Daha resmi düzeyde ise Mısır Dışişleri Bakanı Sameh Shoukry de, "Küresel Güney bu çatışmanın gidişatına çok dikkatli bakıyor ve karşılaştırmalar yapıyor. Ve inanıyorum ki Küresel Kuzey tarafından yansıtılan değerlere olan güvenini kaybediyor. Bu çok tehlikeli bir durum çünkü dünya düzeninin değişmesine neden olabilir" ifadelerini kullandı.

Bundan sonra ne olacak?

Putin zaten bunu bildiğini düşünüyor. Kısa süre önce bir grup yeni diplomata, "Dünya köklü bir dönüşümden geçiyor. Bu değişimin temelinde eski tek kutuplu dünya sisteminin yerini yeni, daha adil, çok kutuplu bir dünya düzeninin alması yatıyor. Bunun artık herkes için aşikar hale geldiğine inanıyorum" dedi.

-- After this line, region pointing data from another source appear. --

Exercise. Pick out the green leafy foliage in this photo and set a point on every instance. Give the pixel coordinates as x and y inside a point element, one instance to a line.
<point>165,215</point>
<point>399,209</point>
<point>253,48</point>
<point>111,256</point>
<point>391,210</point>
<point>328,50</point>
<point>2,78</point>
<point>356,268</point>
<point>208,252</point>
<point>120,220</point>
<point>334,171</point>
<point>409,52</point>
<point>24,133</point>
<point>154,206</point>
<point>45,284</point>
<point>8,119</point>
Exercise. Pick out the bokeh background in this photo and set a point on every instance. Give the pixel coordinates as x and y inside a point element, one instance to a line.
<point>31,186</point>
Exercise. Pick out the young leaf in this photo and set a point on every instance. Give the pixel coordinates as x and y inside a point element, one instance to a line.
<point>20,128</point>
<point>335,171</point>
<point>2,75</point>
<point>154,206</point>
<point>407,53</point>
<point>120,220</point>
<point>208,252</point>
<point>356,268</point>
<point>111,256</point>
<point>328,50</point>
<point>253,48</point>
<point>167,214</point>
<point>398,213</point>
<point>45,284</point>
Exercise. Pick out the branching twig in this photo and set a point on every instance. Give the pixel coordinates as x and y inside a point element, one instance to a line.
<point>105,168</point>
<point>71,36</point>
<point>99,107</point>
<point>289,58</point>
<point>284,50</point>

Dünya genelinde İsrail'in saldırıları protesto edilmeye devam ediyor Dünya genelinde İsrail'in saldırıları protesto edilmeye devam ediyor

Putin tek yapması gerekenin yaptırımların delinmesini teşvik etmek ve Donald Trump'ın yeniden seçilebileceği 5 Kasım 2024'ü beklemek olduğunu umuyor. Trump'ın savaşı 24 saat içinde sona erdirme vaadi, Ukrayna topraklarının önemli ölçüde Rusya'ya verilmesini gerektiriyor gibi görülüyor. Zelenskiy'nin neden açıkça İsrail yanlısı bir tutum takındığı anlaşılabilir ancak Tahrir Orta Doğu Politikaları Enstitüsü Direktör Yardımcısı Timothy Kaldas, "Eğer kurallara dayalı bir uluslararası düzeni savunuyorsanız, eğer güç kullanarak toprak ele geçiren ülkelere karşı çıkmak istiyorsanız, o zaman Ukrayna kendisini İsraillilerle aynı safta görmemelidir" diye konuştu.